General Partnership. If co-owners of a business do not take steps to properly form a partnership, their business will be deemed to be a general partnership. Under a general partnership, any partner can bind the business to a contract or debt without authorization from the other partner. Individual partners of a are personally liable for the debts of the partnership regardless of which partner authorized or caused the debt.

Limited Partnership (LP). There are two types of partners under a limited partnership. A general partner has managerial control over the business and the authority to bind the business to contracts or debt. The general partner is liable for the debts of the partnership. A limited partner on the other hand does not have managerial control over the partnership. The limited partner’s liability for the debts of the partnership are limited to the amount of his or her investment in the partnership. There may be multiple general partners or limited partners within a limited partnership.

Limited Liability Partnership (LLP). In a limited liability partnership, all partners have managerial control and the authority to bind the partnership to contracts or debt. However, each individual partner’s liability for the debts of the partnership are limited to the amount of the individual partner’s investment in the partnership.
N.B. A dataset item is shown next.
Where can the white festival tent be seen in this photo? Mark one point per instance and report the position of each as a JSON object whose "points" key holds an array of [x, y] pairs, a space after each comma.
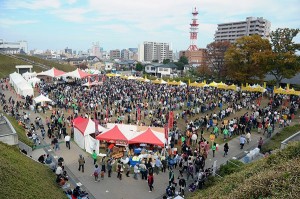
{"points": [[29, 75], [41, 98], [83, 127], [79, 74], [21, 86], [33, 81], [53, 72]]}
Limited Liability Limited Partnership (LLLP). A limited liability limited partnership starts out as a limited liability partnership but later files with the Secretary of State to become an LLLP. Under a LLLP, the business has both general partners and limited partners. The general partners have managerial control and can bind the business in contracts and debt. The general partners’ liability for the debts of the business are limited to the amount of their investment. The limited partners do not have managerial control and act more like passive investors rather than actual partners.

III. Limited Liability Company (LLC)

Like a corporation, the owners and managers of a limited liability company are not personally liable for the debts of the business. Unlike a corporation, the LLC structure offers tax benefits by way of pass through taxation in which profits and losses of the business are reported on the owners’ personal income tax. However, an LLC may elect to be treated as a C-Corporation if its owners wish to do so. The LLC structure also allows for greater flexibility in management of the business, which can be in the hands of business owners/LLC members, appointed managers, or appointed directors. The protection and flexibility of the LLC have made it a popular choice among business owners in Ohio, particularly for businesses with just one owner.

Failure to establish one of the above business entities will result in the business being deemed a sole proprietorship or, if there is more than one owner, a general partnership. Under these structures, little to no distinction is made between the business and its owners, thereby providing no protection for the owners. All liabilities of the business, including tax liabilities, will be the liabilities of the owners.

Finally, merely filing the required documentation to form a business entity will not automatically provide business owners with the protections ordinarily afforded by the business entity structure. Rather, business owners must follow established corporate and business formalities and best practices.